Rachel McGovern, Director of Financial Services at Brokers Ireland

Rachel McGovern, Director of Financial Services at Brokers Ireland

Responding to the Central Bank Retail Interest Rates for January 2022, Brokers Ireland is advising mortgage holders, other than those on trackers, to review their current rate and term of mortgage and consider if they could achieve a rate and term that would better suit their circumstances and give greater security into the future.

Rachel McGovern, Director of Financial Services at Brokers Ireland, warned that 'we are very likely to be close to, if not at the bottom of, the low interest rate cycle and the window of opportunity to avail of the best mortgage rates may be closing'.

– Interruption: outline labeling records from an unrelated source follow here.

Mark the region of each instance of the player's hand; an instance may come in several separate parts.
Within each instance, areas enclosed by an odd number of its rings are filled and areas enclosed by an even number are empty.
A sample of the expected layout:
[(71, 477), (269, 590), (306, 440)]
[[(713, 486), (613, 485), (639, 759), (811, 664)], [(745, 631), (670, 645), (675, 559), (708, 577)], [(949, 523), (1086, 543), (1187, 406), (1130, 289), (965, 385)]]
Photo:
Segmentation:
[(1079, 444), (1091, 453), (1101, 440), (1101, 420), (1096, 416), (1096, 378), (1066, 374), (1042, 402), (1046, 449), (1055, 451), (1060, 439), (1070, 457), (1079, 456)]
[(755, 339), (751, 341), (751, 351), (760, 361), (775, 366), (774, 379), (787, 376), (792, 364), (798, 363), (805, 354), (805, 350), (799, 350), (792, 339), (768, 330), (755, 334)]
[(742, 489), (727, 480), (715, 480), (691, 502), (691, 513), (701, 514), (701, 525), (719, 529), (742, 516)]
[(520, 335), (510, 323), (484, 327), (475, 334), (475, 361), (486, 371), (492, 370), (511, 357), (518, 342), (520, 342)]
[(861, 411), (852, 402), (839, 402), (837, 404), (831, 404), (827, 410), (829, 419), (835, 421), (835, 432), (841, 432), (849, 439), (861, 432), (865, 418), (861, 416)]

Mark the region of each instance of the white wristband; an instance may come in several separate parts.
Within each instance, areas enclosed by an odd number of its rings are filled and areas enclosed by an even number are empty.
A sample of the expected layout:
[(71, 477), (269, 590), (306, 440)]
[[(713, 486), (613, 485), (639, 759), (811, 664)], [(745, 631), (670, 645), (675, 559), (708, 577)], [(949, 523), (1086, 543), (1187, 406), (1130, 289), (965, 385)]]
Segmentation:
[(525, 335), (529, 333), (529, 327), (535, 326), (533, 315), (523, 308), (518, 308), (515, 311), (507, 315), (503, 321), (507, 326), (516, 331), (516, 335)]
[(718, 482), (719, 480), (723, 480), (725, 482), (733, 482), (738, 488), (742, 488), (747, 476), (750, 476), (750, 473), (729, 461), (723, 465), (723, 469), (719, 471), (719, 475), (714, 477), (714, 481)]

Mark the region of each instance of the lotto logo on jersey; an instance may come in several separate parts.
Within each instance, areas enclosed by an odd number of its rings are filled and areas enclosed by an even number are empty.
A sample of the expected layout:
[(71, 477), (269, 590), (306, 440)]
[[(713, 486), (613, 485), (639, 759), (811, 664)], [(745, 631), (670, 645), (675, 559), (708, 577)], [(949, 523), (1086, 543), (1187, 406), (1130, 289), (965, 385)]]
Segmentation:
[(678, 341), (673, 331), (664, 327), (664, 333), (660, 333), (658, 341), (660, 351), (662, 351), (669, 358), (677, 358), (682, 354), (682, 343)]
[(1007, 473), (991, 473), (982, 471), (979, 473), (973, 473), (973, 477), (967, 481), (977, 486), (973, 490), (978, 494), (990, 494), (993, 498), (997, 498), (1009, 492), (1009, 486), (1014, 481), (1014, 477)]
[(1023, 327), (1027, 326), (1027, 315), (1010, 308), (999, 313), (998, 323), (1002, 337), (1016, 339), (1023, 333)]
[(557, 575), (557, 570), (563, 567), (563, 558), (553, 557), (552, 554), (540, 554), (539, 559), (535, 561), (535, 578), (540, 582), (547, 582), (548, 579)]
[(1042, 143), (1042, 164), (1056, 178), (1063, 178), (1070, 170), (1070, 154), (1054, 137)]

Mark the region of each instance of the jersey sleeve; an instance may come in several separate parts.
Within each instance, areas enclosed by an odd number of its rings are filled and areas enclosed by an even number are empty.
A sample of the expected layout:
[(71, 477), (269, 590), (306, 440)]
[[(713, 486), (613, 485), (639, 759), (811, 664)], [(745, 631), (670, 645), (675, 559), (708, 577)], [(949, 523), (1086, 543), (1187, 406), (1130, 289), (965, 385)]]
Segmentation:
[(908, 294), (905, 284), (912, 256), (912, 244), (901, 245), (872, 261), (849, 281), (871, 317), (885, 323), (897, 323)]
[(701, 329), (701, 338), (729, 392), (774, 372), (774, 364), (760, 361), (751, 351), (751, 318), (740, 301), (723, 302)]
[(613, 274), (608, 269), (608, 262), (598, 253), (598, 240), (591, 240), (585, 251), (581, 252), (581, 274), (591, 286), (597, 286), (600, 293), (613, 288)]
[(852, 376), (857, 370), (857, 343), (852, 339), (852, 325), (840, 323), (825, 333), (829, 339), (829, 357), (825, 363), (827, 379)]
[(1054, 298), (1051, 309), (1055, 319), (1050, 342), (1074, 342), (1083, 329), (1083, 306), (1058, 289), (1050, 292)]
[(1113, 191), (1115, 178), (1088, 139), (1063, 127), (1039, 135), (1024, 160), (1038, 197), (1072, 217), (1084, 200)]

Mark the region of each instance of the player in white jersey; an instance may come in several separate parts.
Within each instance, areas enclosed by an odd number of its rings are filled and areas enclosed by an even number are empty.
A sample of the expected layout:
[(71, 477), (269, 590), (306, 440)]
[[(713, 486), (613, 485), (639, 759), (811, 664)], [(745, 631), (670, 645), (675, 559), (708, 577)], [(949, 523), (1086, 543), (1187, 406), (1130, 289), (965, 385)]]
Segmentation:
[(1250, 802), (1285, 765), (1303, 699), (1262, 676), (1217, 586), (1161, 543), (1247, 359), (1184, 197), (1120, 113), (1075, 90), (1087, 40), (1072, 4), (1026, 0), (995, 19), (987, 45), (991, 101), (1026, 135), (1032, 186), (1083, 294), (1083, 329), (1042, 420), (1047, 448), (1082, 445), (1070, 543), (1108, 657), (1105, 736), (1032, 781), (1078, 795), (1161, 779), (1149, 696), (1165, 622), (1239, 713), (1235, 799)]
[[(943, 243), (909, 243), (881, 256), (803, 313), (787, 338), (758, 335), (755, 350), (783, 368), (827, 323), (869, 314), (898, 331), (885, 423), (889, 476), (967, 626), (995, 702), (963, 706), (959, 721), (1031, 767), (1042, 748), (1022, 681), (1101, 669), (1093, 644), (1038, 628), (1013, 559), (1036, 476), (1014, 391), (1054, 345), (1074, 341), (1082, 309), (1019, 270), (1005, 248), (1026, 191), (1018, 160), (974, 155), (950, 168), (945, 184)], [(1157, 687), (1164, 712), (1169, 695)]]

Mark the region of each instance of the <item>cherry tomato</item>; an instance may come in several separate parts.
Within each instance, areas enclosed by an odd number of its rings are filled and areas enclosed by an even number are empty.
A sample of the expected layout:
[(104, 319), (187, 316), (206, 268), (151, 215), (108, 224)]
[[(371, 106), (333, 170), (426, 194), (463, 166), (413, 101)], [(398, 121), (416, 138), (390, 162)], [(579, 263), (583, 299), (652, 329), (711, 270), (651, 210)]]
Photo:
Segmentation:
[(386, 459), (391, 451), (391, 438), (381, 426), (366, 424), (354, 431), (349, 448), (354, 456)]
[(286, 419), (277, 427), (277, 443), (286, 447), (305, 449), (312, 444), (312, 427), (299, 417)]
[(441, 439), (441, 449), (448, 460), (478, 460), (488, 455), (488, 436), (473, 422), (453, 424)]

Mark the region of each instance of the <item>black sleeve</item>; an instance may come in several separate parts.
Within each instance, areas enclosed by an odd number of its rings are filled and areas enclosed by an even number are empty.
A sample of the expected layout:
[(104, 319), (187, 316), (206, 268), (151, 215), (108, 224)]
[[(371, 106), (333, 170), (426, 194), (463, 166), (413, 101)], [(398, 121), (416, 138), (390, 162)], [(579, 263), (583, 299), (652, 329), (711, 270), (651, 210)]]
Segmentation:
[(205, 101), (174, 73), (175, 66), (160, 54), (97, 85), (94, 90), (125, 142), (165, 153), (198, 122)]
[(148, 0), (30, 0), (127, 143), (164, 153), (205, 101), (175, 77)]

"Even though Irish rates are still way ahead of the euro area average, with today’s figures showing the Irish weighted average interest rate on new mortgage agreements in January at 2.76pc, more than double the euro average rate of 1.31pc, they are generally historically low, and we’ve never before been able to lock into somewhat similar rates for periods of up to 30 years, depending on the lender," she said.

She noted that both the Irish and euro area average rates have shown a month-on-month increase. And she advised mortgage holders when switching to concentrate on the interest rate and the term for which it is available and not to be tempted by short-term incentives, such as once-off payments and cover for legal or other services.

"We are now in a very volatile period with the war in Ukraine and no one knows when or how it will end. We do already know, however, that it has disrupted markets and will continue to do so. So mortgage holders and particularly those who have not already reviewed their situation need to plan carefully for the future without further delay and seek advice from a Financial Broker who will tailor it to suit individuals particular circumstances and future plans," she said.

She said the 1.45 per cent margin over and above the euro area average that Irish mortgage holders are paying is costing them over €2,600 per year more than their euro area counterparts and over €78,500 over 30 years on a €300k mortgage.